The duplication above may not seem like a big deal, but when the SELECT statement is 50 lines of code and there are 10 optional parameters, it’s a huge problem to have all that code duplicated:

  • it’s hard to test
  • the code is likely to get buggy when someone tries to change it
  • it’s hard to be sure the repeated code is exactly the same in all the places it’s duplicated

To the last point: even worse, it’s hard to be sure the code isn’t the same either. In other words, if I suspect there are differences in the SELECT, all the duplication makes it hard to find the differences, so the code becomes much harder to read, and I’m much less confident I haven’t missed something.
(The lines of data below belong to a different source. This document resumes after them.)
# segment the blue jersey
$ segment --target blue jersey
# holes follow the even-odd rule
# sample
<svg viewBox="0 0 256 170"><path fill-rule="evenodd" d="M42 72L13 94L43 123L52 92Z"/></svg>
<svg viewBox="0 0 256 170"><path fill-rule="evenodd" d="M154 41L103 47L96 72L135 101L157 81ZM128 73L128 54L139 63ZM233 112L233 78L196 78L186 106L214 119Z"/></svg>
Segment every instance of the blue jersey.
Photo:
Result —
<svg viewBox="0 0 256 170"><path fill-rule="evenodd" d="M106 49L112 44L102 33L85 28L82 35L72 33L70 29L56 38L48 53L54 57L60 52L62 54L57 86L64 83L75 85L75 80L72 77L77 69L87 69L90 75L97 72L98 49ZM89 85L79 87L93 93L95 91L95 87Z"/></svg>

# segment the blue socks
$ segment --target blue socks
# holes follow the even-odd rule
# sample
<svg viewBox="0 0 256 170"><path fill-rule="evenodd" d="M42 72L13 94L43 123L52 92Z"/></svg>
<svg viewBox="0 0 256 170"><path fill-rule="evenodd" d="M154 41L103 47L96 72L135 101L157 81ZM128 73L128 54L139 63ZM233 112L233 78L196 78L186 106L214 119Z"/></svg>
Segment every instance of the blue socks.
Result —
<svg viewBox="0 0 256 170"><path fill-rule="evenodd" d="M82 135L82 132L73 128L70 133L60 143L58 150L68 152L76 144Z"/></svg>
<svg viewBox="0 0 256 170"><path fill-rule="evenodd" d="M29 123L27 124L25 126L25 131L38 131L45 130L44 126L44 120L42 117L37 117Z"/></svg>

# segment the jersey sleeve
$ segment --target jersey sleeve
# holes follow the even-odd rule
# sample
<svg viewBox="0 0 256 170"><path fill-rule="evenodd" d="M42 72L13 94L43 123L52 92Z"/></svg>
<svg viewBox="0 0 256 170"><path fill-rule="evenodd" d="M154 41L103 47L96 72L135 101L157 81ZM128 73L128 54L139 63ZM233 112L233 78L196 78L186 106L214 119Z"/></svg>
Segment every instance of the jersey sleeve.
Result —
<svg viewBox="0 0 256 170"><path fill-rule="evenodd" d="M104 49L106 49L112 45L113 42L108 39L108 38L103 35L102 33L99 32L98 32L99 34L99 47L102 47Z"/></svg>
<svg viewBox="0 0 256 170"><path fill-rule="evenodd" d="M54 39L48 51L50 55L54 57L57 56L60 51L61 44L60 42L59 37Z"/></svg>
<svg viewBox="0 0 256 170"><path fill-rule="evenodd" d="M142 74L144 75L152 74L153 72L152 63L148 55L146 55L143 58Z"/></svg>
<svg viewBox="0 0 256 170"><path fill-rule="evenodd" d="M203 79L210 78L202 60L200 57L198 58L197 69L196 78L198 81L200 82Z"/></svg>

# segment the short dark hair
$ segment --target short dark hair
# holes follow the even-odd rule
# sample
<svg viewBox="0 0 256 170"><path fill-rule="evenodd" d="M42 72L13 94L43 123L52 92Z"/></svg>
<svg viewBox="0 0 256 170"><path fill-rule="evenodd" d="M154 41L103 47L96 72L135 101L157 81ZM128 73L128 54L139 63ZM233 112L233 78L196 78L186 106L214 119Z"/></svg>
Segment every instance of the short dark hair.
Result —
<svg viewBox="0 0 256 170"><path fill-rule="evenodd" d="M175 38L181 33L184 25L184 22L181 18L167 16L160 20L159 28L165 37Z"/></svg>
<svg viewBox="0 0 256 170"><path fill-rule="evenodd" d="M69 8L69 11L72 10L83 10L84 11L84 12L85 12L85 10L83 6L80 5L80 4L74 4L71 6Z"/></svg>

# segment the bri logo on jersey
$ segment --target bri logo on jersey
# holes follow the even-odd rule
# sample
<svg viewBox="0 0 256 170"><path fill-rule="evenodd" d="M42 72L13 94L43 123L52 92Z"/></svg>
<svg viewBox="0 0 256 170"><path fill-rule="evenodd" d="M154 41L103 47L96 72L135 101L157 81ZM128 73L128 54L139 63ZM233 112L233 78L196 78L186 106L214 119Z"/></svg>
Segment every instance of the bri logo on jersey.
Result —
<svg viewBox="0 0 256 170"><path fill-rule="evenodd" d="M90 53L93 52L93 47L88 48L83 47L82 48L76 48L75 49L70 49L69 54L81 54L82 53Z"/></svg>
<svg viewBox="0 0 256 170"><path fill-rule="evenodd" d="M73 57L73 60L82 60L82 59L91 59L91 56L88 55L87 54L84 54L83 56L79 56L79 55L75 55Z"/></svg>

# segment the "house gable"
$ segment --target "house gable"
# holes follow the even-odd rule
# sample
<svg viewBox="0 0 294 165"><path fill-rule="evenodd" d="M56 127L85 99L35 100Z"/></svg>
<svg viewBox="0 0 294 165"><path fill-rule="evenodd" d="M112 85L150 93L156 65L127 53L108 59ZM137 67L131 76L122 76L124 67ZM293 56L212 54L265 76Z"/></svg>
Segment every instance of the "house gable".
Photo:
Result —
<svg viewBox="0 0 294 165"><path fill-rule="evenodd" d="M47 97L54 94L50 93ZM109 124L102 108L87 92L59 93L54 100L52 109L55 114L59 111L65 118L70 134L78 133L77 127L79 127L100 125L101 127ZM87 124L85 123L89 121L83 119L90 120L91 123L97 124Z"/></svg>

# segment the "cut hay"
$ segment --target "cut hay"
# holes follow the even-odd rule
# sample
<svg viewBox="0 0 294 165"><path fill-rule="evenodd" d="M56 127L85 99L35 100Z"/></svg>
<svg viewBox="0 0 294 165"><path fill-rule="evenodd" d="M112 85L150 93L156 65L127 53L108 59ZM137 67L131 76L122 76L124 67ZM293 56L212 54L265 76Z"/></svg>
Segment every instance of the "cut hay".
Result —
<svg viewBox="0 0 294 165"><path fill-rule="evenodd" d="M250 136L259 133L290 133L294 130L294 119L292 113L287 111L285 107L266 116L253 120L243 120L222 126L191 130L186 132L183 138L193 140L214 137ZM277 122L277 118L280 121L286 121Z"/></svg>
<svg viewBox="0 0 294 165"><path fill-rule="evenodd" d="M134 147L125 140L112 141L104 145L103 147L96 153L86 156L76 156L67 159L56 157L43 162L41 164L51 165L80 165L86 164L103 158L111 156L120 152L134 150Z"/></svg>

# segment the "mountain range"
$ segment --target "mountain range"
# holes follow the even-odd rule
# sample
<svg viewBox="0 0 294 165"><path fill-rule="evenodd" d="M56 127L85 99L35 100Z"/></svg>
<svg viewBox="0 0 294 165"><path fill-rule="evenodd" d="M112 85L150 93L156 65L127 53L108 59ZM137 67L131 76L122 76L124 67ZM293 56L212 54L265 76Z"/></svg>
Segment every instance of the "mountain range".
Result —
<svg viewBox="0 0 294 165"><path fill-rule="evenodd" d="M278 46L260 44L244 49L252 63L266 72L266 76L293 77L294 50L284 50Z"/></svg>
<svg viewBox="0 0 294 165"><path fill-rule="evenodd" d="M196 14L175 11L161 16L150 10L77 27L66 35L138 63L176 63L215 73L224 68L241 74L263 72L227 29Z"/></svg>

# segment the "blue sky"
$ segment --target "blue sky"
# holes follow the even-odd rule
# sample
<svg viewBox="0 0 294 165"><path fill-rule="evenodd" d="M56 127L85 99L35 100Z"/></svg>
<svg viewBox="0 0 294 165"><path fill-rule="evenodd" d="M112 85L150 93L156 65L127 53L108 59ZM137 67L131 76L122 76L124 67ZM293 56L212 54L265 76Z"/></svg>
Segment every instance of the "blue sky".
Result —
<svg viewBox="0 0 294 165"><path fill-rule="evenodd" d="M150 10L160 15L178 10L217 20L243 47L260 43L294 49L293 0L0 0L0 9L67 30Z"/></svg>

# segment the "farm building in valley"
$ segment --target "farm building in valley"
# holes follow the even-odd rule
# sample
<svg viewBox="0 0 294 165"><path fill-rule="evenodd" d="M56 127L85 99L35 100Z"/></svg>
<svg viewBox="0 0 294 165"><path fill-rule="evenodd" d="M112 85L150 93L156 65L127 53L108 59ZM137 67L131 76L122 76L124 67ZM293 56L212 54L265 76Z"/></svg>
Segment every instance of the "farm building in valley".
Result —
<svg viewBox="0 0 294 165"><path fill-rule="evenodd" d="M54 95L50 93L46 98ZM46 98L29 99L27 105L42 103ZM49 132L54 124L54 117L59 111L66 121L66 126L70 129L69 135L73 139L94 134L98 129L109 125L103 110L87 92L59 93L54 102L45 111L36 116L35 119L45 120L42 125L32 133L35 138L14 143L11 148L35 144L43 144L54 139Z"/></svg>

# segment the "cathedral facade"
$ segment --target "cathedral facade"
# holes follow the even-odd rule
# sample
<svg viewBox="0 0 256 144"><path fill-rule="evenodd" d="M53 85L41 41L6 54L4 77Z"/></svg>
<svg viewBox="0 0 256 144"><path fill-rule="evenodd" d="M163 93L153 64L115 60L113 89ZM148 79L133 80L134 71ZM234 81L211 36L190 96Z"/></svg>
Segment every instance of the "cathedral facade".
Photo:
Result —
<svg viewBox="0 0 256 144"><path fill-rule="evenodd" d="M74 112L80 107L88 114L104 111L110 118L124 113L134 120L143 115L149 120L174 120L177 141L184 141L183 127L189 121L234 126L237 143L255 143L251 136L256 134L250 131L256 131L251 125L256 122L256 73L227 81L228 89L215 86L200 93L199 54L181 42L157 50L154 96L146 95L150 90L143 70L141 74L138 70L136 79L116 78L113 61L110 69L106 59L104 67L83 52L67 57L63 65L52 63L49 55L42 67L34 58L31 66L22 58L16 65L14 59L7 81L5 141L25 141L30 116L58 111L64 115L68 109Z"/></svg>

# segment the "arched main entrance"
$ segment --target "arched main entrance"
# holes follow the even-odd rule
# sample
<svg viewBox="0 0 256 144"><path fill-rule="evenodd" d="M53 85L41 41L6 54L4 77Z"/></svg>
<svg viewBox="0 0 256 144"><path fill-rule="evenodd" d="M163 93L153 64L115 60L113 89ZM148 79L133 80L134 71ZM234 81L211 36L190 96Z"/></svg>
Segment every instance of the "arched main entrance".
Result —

Note: if the code isn’t really repeated, insert a comment so someone like me doesn’t come along and try to “fix” it!

How it works

Any decent query optimizer should be able to recognize when a clause is always true or always false, and either delete the clause or terminate the query with no results. For example, pretend I have the following query:

select * from t1
where (? is null or c1 = ?)
    and (? is null or c2 = ?)

Now suppose my parameters are 3 and NULL. What happens to the query?

select * from t1
where (3 is null or c1 = 3)
    and (NULL is null or c2 = NULL)

Any decent optimizer, including MySQL’s optimizer, will rewrite that query:

select * from t1
where (c1 = 3)

You can use EXPLAIN EXTENDED, followed by SHOW WARNINGS, to see this at work in MySQL.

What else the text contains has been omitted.